Son père fut fauché brutalement par un conducteur ivre. La douleur de cette perte, violente et injuste, l’avait laissé seul et brisé. Son arrivée à l'orphelinat avait été un choc. Il ressentit son nouveau monde comme froid, impersonnel. Il lui fallut des mois pour accepter sa nouvelle réalité, des nuits où il pleurait en silence. Il était incapable de comprendre pourquoi la vie avait été si cruelle.

Puis, peu à peu, il fit son deuil. Il n'oublia pas. Il accepta cette absence comme une part de lui-même. C'est à ce moment qu'il décida de se reconstruire, de ne plus être seulement une victime de son passé. Il s’était lancé dans ses études avec une détermination farouche. Le droit, un objectif clair en tête :

Défendre ceux qui avaient été brisés par l'injustice de la vie. Tout comme lui.

Avec le temps, il avait compris que chaque âme, quelle qu'elle soit, méritait d'être défendue. Victimes ou coupables, les hommes étaient tous pris dans le tourbillon de leurs propres souffrances. Il se devait d’être celui qui les entendrait, qui plaiderait pour eux, sans jugement.

La fatigue de cette longue réflexion, ajoutée à celle de la journée écoulée, avait fini par l'emporter. Son esprit s’était enfin calmé.

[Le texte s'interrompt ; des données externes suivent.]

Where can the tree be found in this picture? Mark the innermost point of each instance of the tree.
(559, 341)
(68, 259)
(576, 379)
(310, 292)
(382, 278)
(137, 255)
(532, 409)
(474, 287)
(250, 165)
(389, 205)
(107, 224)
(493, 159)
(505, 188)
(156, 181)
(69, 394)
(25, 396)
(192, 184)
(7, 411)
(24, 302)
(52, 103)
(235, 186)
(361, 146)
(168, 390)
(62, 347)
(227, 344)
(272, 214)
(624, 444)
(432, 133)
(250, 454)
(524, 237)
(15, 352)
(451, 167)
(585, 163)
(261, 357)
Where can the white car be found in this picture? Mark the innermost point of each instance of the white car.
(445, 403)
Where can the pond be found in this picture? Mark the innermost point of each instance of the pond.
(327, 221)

Il s’était assoupi, bercé par les derniers grondements du tonnerre et le poids de ses souvenirs.

Le grondement s’était éloigné, mais la tempête n’avait pas dit son dernier mot.

                       * * *

Un courant d’air glacial s’insinua dans la pièce.

Julien remua, emmitouflé dans ses draps. Une autre nuit, un autre abri. Mais la même sensation de lutte sourde, tapie juste sous la surface.

Elena.

Même dans son sommeil, elle occupait ses pensées. Dans la cheminée, les braises s’étaient éteintes.

Le silence était total, à peine troublé par le souffle du vent contre les volets du refuge.